2024年11月中旬から活動を開始し、現在も進行中(2025年1月16日時点)のこの攻撃は、Malwarebytes社の脅威インテリジェンス部門シニアディレクター Jérôme Segura氏によって発見された。
攻撃者はGoogle検索エンジンでGoogle Adsを検索するユーザーに対して偽の広告を表示し、クリックするとGoogle Sitesでホストされている不正なサイトへリダイレクトする。その後、WebSocketを使用して認証情報と2FAコードを窃取する仕組みとなっている。
特徴
攻撃手法の特徴として、Google Adsの仕様を悪用し、表示URLをads.google.comとしながら、実際のランディングページをsites.google.comでホストしている点が挙げられる。また、フィンガープリンティング、アンチボットトラフィック検出、CAPTCHA風の誘導、クローキング、難読化などの技術を駆使している。
攻撃者と被害状況
攻撃者の多くはポルトガル語話者でブラジルを拠点に活動しており、フィッシングインフラは.pt(ポルトガル)のトップレベルドメインを使用している。被害は地方空港を含む複数の個人や企業に及び、数百件の正当な広告実績を持つアカウントも含まれている。

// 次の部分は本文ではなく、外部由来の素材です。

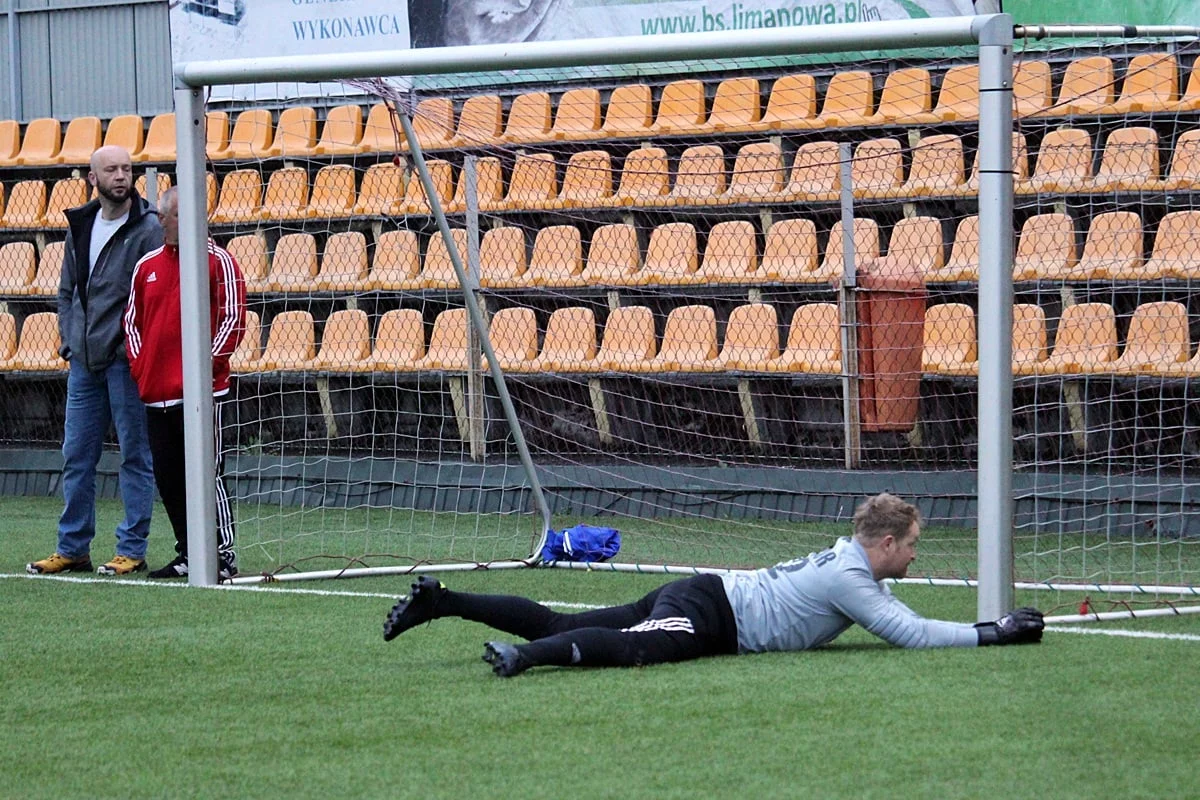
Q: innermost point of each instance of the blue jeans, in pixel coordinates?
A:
(96, 400)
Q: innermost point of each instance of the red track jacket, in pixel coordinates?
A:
(153, 330)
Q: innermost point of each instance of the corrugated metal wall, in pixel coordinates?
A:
(76, 59)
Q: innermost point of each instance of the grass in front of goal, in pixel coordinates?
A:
(144, 691)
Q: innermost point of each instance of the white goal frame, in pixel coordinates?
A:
(993, 34)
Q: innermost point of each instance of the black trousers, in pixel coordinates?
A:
(165, 428)
(681, 620)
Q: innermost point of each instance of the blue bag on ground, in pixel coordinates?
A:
(581, 543)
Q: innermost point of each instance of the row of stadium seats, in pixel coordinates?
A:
(1085, 342)
(1150, 83)
(1045, 251)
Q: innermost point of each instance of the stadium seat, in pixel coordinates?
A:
(400, 341)
(246, 356)
(949, 340)
(415, 199)
(682, 108)
(37, 348)
(816, 173)
(737, 106)
(514, 336)
(849, 100)
(127, 132)
(613, 257)
(250, 252)
(295, 134)
(251, 136)
(18, 268)
(936, 168)
(345, 342)
(342, 132)
(700, 179)
(588, 180)
(629, 112)
(1151, 84)
(27, 205)
(287, 194)
(1185, 173)
(397, 262)
(448, 342)
(432, 124)
(333, 192)
(557, 258)
(628, 341)
(1086, 88)
(570, 342)
(343, 265)
(790, 254)
(382, 131)
(751, 338)
(792, 104)
(291, 343)
(438, 270)
(293, 264)
(10, 142)
(730, 254)
(502, 258)
(916, 247)
(643, 178)
(1029, 338)
(1157, 340)
(162, 182)
(489, 187)
(867, 248)
(814, 342)
(1129, 162)
(49, 270)
(906, 96)
(1045, 250)
(240, 199)
(1063, 163)
(382, 191)
(757, 173)
(528, 119)
(480, 122)
(671, 257)
(964, 263)
(66, 193)
(877, 168)
(577, 115)
(1086, 341)
(7, 341)
(1176, 253)
(534, 182)
(1113, 250)
(1032, 91)
(689, 341)
(42, 142)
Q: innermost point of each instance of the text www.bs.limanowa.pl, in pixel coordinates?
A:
(738, 17)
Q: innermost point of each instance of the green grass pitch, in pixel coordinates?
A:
(117, 691)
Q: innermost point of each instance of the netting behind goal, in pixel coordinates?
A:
(729, 301)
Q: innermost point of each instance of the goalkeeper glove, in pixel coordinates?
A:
(1021, 626)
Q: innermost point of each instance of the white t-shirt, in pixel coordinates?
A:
(101, 232)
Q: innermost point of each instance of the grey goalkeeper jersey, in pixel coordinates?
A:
(808, 602)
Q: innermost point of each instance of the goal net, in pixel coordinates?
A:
(727, 299)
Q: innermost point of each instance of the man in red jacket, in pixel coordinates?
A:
(154, 342)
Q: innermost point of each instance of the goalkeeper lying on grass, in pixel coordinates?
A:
(792, 606)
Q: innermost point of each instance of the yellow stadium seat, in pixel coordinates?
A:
(291, 343)
(345, 342)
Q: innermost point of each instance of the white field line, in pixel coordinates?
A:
(329, 593)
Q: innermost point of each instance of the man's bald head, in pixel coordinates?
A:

from:Google Ads Users Targeted in Malvertising Scam Stealing Credentials and 2FA Codes
【編集部解説】
Malwarebytesの調査によると、この攻撃は2024年11月から徐々に拡大し、2025年1月現在も進行中の深刻な脅威となっています。
特筆すべきは、この攻撃がGoogle Adsのシステム自体の仕様を巧妙に悪用している点です。攻撃者はGoogle Sitesを中間サイトとして利用することで、正規のGoogle Adsドメインと同じルートドメインを表示させることに成功しています。

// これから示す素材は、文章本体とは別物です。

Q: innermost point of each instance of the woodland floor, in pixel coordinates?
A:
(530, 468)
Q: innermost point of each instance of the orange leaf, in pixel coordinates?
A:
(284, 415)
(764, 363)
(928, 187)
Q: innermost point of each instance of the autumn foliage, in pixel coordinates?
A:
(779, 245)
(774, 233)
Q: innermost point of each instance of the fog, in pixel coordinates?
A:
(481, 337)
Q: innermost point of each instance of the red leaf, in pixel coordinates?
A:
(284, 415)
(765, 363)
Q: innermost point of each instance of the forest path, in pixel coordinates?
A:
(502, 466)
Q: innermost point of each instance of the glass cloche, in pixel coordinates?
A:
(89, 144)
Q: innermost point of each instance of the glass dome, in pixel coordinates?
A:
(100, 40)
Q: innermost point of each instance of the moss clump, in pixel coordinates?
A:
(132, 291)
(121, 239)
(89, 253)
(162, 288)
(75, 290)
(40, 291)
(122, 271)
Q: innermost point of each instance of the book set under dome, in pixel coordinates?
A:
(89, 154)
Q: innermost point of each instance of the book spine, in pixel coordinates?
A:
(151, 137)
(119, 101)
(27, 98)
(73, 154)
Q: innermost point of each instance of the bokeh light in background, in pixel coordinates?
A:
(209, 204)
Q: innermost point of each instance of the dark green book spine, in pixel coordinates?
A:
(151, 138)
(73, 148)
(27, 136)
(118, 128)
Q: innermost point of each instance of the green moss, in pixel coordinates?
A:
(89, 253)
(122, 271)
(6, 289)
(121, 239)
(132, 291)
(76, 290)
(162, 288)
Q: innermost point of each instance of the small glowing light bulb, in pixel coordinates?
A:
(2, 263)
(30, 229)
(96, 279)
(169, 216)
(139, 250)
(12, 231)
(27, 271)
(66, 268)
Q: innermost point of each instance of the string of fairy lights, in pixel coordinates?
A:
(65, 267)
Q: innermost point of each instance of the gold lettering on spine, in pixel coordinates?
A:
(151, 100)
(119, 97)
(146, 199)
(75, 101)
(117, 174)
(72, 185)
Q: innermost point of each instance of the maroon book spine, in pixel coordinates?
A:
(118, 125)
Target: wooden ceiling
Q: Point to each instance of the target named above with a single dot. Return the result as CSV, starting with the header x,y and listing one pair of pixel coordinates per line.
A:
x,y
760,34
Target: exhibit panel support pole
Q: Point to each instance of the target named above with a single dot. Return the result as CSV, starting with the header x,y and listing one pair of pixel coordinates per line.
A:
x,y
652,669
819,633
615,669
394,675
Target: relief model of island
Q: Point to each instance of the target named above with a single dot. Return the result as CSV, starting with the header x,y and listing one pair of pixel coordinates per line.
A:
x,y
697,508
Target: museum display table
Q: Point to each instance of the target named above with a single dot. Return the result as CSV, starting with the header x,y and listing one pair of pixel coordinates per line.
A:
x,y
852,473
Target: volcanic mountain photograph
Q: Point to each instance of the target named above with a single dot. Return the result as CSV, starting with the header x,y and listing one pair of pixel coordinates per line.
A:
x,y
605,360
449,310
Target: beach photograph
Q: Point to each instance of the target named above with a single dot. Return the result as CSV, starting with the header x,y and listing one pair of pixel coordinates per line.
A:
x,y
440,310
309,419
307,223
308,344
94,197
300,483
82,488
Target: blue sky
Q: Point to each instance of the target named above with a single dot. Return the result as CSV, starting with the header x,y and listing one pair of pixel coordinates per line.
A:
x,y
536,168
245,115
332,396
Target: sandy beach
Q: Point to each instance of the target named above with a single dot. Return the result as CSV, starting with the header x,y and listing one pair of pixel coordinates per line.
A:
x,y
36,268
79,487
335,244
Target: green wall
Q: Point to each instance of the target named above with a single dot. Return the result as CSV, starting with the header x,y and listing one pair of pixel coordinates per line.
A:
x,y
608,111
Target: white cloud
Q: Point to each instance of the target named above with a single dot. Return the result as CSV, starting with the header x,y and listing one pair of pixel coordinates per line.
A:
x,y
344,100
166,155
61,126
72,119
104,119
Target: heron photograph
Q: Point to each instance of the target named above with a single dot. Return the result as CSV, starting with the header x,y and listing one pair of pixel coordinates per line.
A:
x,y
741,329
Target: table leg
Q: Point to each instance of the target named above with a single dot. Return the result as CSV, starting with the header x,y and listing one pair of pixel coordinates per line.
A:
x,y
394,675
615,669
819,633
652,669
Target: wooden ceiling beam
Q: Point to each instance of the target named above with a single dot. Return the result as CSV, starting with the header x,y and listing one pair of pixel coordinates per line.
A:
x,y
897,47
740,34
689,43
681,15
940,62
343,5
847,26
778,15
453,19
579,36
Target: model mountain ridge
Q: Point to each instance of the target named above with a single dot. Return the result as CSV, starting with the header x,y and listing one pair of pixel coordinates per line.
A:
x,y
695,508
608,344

2023年のGoogle Ads Safety Reportによると、Googleは50億以上の不正広告をブロックし、約1,300万の広告主アカウントを停止しています。しかし、今回の攻撃手法は従来の対策をすり抜ける新しいタイプの脅威です。
影響と対策
特に広告主にとって、この脅威は非常に深刻です。攻撃者は広告予算を持つアカウントを狙い、その資金を新たな攻撃に利用しています。
さらに懸念されるのは、広告主は競合他社の広告を確認するために広告ブロッカーを使用していない場合が多く、この種の攻撃に対して脆弱な状態にあるという点です。
テクノロジーの観点からの分析
この攻撃の特徴的な点は、WebSocketを使用して認証情報を収集する高度な技術を実装していることです。また、フィンガープリンティングやアンチボット検出など、最新のセキュリティ回避技術も組み込まれています。
影響と展望
この事例は、正規のプラットフォームの仕様を悪用する新しいタイプのサイバー攻撃の台頭を示唆しています。特に、クラウドサービスの無料tier機能を組み合わせて使用する手法は、従来の防御策では対応が困難です。

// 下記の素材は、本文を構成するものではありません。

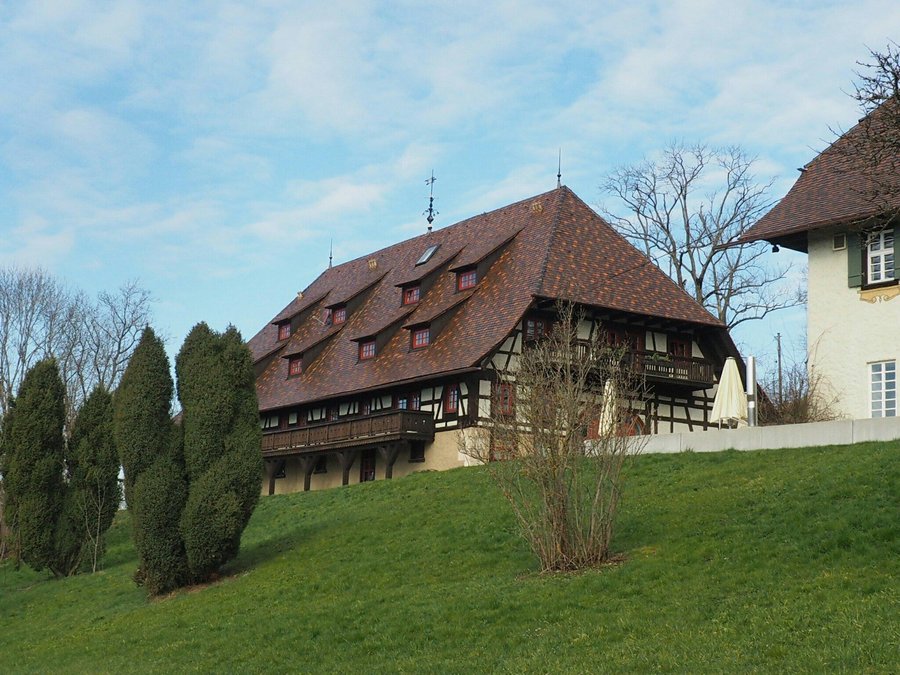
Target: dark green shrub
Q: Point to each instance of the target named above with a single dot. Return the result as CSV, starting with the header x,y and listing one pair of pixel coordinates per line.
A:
x,y
150,450
221,445
94,482
34,465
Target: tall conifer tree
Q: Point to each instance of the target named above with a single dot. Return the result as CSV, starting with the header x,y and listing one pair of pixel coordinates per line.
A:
x,y
155,483
221,445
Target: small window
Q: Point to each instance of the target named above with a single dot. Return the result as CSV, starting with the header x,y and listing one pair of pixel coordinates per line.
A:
x,y
321,464
295,365
417,452
421,338
883,386
410,295
535,329
506,398
679,348
367,350
427,255
451,399
880,257
466,279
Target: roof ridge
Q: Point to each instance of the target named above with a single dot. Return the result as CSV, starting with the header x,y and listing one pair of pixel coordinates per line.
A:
x,y
554,227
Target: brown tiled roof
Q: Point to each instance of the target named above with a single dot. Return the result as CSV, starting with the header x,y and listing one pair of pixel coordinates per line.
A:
x,y
552,245
833,188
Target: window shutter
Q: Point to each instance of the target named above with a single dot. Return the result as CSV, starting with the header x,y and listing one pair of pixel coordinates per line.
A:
x,y
854,260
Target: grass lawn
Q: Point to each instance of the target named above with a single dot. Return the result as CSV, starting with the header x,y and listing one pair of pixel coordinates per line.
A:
x,y
784,560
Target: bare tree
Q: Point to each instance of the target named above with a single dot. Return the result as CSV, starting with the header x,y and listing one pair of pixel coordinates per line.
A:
x,y
875,149
561,426
91,340
686,211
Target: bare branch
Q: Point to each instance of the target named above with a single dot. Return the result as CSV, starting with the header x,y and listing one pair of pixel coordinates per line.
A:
x,y
711,198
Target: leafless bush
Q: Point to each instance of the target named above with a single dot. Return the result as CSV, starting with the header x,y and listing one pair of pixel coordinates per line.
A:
x,y
561,432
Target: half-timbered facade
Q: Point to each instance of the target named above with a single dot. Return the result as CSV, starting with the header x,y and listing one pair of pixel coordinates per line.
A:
x,y
375,369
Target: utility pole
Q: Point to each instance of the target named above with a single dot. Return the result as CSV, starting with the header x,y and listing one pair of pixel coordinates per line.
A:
x,y
780,390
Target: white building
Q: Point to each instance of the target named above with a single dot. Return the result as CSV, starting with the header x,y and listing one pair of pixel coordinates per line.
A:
x,y
846,221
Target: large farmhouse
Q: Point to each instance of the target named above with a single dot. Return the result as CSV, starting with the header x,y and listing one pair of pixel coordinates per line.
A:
x,y
375,368
842,211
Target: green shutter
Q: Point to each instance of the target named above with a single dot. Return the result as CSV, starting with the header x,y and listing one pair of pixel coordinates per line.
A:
x,y
854,260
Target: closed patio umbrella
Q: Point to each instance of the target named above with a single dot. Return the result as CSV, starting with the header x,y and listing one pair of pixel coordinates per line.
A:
x,y
730,405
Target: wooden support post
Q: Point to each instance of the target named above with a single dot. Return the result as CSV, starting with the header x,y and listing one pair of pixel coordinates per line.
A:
x,y
308,462
389,455
347,458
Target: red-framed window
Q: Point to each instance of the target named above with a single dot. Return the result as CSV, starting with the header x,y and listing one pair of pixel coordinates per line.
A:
x,y
451,398
679,347
367,350
506,398
410,295
295,365
633,339
421,337
535,329
408,401
466,279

マルバタイジング(悪意のある広告)の発生率は、2024年7月から9月にかけて41%増加しており、この傾向は今後も続く可能性が高いと考えられます。
まとめ
デジタル広告市場は2023年にGoogleだけでも1,750億ドルの収益を生み出す巨大産業となっています。この成長と共に、セキュリティとユーザビリティのバランスを取ることが、今後の重要な課題となるでしょう。